Because, if the events related in the life of Christ have been previously related as parts of the lives of earlier mythical gods, we find ourselves confronted by the possibilities that what is mythical in one narrative may be mythical in another; that if one god is a myth another god may be a myth; that if 400,000,000 of Buddhists have been deluded, 200,000,000 of Christians may be deluded; that if the events of Christ's life were alleged to have happened before to another person, they may have been adopted from the older story, and made features of the new.

If Christ was God—the omnipotent, eternal, and only God—come on earth, He would not be likely to repeat acts, to re-act the adventures of earlier and spurious gods; nor would His divine teachings be mere shreds and patches made up of quotations, paraphrases, and repetitions of earlier teachings, uttered by mere mortals, or mere myths.

What are we to think, then when we find that there are hardly any events in the life of Christ which were not, before His birth, attributed to mythical gods; that there are hardly any acts of Christ's which may not be paralleled by acts attributed to mythical gods before His advent; that there are hardly any important thoughts attributed to Christ which had not been uttered by other men, or by mythical gods, in earlier times? What are we to think if the facts be thus?

Mr. Parsons, in Our Sun God, quotes the following passage from a Latin work by St. Augustine:

Again, in that I said, "This is in our time the Christian
religion, which to know and also follow is most sure and
certain salvation," it is affirmed in regard to this name,
not in regard to the sacred thing itself to which the name
belongs. For the sacred thing which is now called the
Christian religion existed in ancient times, nor, indeed,
was it absent from the beginning of the human race until
the Christ Himself came in the flesh, whence the true religion
which already existed came to be called "the Christian." So
when, after His resurrection and ascension to heaven, the
Apostles began to preach and many believed, it is thus written,
"The followers were first called Christians at Antioch."
Therefore I said, "This is in our time the Christian religion,"
not because it did not exist in earlier times, but as having
in later times received this particular name.

From Eusebius, the great Christian historian, Mr.
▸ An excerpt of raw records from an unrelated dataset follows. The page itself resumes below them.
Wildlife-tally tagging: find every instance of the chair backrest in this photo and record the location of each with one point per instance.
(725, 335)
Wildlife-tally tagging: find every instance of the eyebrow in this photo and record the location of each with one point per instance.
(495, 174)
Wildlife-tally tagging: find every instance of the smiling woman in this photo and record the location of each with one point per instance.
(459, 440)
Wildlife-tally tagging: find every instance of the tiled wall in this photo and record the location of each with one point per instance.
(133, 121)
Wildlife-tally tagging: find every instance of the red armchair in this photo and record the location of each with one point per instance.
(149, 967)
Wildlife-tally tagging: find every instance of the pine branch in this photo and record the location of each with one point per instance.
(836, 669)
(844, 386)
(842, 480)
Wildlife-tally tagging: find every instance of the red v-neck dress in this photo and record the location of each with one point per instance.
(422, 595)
Parsons, quotes as follows:

What is called the Christian religion is neither new nor
strange, but—if it be lawful to testify as to the truth
was known to the ancients.

Mr. Arthur Lillie, in Buddha and Buddhism, quotes M. Burnouf as saying:

History and comparative mythology are teaching every day
more plainly that creeds grow slowly up. None came into the
world ready-made, and as if by magic. The origin of events
is lost in the infinite. A great Indian poet has said: "The
beginning of things evades us; their end evades us also; we
see only the middle."

Before Darwin's day it was considered absurd and impious to talk of "pre-Adamite man," and it will still, by many, be held absurd and impious to talk of "Christianity before Christ."